Master of Horror and Mystery: A Review of The Outsider, by Stephen King

Not everyone reads books for romance or adventure.  For every book with happy events and writing that makes you feel good, there are five more than plumb the depths of depravity.  The horror stories, the mystery tales.  These are the books one reads when they want to examine the darkness that can exist out there in the unknown.  We read mysteries because we do not want to know everything, and we read horror because we want to be scared.  These genres are often paired together in an unholy matrimony of darkness, decay, and eldritch scares.  Horror and mystery combine perfectly for the simple reason that we do not know everything.

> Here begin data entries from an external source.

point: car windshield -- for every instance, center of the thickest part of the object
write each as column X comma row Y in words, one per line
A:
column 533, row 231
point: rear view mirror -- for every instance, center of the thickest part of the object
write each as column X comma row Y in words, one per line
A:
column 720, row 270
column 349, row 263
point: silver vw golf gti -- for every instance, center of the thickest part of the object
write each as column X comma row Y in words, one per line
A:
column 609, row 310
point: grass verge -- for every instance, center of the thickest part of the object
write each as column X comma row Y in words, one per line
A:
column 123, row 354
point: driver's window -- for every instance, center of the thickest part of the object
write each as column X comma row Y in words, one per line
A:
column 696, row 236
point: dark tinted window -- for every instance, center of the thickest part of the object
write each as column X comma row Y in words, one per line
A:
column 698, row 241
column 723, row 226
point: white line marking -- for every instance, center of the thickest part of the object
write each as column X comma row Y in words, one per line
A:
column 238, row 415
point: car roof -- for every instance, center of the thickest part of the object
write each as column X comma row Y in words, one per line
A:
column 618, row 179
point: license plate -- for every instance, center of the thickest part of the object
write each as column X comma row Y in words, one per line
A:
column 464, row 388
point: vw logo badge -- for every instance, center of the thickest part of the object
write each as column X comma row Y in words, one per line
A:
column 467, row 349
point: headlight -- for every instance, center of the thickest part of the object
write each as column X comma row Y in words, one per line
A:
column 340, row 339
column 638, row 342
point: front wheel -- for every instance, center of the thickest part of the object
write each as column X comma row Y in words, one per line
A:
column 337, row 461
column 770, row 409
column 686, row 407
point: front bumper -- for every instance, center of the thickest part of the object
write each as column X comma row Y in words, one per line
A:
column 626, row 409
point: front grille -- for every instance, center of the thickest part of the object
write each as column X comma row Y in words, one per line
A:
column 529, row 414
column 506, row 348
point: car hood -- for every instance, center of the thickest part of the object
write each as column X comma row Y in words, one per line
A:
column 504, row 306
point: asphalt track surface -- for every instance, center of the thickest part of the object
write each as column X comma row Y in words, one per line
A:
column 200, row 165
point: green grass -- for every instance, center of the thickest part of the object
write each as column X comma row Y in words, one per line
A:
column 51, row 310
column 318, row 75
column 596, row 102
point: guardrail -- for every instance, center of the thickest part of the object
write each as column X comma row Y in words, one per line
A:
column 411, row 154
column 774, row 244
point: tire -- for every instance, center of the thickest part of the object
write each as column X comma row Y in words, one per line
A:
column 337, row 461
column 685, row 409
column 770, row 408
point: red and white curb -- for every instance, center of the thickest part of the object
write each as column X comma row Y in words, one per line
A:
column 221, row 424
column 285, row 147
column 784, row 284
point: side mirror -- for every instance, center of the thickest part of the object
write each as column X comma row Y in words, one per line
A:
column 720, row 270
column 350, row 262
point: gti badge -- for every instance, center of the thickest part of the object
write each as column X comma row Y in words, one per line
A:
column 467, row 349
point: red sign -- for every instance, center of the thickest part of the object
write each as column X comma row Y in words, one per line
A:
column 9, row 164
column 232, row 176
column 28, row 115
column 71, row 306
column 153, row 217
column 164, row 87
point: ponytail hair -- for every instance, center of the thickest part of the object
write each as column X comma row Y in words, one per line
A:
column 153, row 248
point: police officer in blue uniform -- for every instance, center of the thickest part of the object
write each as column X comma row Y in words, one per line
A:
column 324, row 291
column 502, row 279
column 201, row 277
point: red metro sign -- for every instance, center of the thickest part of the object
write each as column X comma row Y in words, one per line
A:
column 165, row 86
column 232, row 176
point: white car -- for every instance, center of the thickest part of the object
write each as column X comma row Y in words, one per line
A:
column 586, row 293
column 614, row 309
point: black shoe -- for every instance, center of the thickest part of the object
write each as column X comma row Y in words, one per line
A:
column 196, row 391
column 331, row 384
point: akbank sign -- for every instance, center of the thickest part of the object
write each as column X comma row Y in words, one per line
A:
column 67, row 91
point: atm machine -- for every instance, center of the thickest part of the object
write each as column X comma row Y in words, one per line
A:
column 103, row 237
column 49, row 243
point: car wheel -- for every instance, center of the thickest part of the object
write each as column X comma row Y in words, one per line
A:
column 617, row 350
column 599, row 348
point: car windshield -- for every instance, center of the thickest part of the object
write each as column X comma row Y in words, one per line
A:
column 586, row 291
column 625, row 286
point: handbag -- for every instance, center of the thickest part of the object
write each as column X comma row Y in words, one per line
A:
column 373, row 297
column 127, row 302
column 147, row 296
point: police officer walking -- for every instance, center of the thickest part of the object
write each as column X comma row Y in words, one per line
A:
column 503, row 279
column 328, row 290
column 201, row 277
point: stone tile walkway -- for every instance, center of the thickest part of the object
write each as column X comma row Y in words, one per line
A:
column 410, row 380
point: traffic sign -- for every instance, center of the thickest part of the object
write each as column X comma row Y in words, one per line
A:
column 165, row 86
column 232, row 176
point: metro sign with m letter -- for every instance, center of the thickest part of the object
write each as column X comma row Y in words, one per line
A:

Stephen King is arguably the master of horror and mystery.  Since 1967, when King published is first story, he has written fifty-eight novels, many of which have been adapted into TV shows or movies.  While he is known for his supernatural horror and mystery stories, King is equally famous for his seminal work of fantasy, The Dark Tower and his break from character, The Green Mile, among many, many others.  He has managed to publish one or two books a year for decades and shows no signs of slowing down.  The Outsider was only his first book of 2018.  Time and time again, Stephen King has proven himself to be a master of genre, and The Outsider only bolsters his record.

The Outsider begins with an investigation.  A young boy, Frank Peterson, was kidnapped, brutally raped, and ultimately murdered in the fictional Oklahoma town of Flint City.  The police’s one and only suspect is Terry Maitland, a local celebrity teacher known for coaching little league and all manger of junior sports.  The lead detective, Ralph Anderson, has a son who was coached by Maitland.  In the beginning of the novel, we jump back and forth between the POV’s of these two men.  Anderson is single-minded in his investigation and we see him interview witness after witness who place Maitland near the scene of the crime around the right time.  We see meetings between Anderson and the District Attorney, Samuels, discussing the mountain of fingerprints and DNA evidence linking Maitland to the crime.  There is no mystery in the opening chapters of this novel.  However, whenever we jump over to Terry’s head, his only concern is the upcoming little league game.  We see him with his wife, his two young daughters, and there is no evidence of the monster we know him to be.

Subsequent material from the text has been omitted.